Better communicators bring larger audiences and everyone wins.

Don’t blame the reporter.

They have no idea how they sound compared to how they could, or should.

You can’t correct something you can’t hear yourself doing.

It’s an art that has to be learned.
It’s not overly complex and can be done if the person makes an effort.

What triggered this was an Olympics report on Hawaii News Now from some reporter in London.

A radio person would say she was “mush mouthed”.
What it actually is, is “lazy” mouth.

She didn’t articulate well and it sounded like she had a marble in her mouth.

There are several simple exercises, that once taught, will fix that right up.

Cadence, rhythm, and learning how to end your sentences effectively is the hallmark of any good speaker.

Just listen to James Earl Jones.

So why don’t the TV news departments run their folks through some lessons?

Pick a reason, they all apply:

– The news directors don’t hear it because they don’t know
– The TV station sees no point in spending the money to have great reporters when good is enough
– The talent’s ego won’t let them admit they could be better

What to hear a former radio reporter sound great on TV?
Check out Jill Kuramoto on KITV’s Morning News.

3 Responses to “Mumbling through the news”

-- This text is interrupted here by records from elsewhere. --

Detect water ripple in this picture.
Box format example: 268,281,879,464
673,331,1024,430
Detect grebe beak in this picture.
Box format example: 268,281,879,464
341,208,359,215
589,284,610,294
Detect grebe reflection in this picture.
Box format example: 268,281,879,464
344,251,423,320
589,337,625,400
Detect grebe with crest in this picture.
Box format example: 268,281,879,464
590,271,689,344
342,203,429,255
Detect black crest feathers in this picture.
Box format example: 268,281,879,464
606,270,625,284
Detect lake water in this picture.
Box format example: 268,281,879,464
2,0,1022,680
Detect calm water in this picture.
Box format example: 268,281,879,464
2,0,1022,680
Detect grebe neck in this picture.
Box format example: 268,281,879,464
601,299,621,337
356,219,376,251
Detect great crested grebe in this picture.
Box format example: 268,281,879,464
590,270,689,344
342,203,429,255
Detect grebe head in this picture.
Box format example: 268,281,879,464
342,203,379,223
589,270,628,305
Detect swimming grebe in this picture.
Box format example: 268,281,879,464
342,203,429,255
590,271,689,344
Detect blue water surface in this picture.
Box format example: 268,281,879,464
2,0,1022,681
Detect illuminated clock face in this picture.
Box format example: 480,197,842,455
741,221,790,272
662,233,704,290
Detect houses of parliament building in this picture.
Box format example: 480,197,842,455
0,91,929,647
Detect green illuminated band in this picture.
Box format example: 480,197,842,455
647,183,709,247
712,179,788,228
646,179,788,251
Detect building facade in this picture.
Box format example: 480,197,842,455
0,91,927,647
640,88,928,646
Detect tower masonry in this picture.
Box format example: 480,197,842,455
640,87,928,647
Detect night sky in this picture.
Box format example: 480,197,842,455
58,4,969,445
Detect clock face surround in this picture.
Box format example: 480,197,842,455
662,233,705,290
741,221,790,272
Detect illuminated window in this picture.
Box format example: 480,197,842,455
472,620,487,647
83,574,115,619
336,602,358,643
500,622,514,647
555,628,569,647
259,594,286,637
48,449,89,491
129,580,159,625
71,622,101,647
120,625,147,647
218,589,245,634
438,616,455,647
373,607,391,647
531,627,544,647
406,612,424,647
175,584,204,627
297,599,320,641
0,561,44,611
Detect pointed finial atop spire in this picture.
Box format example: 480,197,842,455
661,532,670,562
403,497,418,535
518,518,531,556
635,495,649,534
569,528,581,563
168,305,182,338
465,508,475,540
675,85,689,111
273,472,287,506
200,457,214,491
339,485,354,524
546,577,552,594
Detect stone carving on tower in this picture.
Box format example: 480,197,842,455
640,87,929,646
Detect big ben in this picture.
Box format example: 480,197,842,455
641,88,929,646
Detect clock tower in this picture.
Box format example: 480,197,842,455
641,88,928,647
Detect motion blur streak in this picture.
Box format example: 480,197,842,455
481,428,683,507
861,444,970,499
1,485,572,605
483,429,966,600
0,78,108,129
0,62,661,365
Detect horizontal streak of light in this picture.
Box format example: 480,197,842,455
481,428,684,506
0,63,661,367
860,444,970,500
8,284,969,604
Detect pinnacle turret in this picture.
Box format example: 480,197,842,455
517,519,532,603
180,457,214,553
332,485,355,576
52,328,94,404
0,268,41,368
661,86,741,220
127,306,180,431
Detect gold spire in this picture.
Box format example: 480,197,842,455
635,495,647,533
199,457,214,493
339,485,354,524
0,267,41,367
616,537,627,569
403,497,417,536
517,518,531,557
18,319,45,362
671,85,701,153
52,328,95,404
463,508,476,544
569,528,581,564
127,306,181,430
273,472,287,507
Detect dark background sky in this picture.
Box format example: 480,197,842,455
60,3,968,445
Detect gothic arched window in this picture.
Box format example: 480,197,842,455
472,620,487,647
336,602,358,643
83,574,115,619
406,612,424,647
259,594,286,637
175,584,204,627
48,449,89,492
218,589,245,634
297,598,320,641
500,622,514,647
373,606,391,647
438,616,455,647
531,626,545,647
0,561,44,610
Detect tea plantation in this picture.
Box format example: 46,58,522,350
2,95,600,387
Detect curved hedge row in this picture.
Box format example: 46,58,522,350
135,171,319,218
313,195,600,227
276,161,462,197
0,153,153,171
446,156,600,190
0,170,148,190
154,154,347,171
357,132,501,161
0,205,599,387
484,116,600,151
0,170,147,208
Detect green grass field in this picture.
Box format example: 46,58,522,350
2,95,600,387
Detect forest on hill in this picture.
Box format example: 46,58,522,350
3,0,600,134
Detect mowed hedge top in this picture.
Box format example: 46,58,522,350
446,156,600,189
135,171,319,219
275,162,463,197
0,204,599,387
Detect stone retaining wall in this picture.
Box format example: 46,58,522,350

  1. Autumn Rose July 13, 2012 at 1:25 pm #

    You are too kind to TV news. I finally gave up watching it. Sick of fire-police-weather report and the same “stupid news” circulating on yahoo. If I missed a good report I can find it later on the internet. It’s sad… the dumbing down of our consumer society. Just discovered your site today, via

  2. Anonymous July 13, 2012 at 7:49 am #

    Couldn’t agree more. Worked in radio for 10 years but never heard ‘broadcasting the period.’ Thanks for a new useful phrase.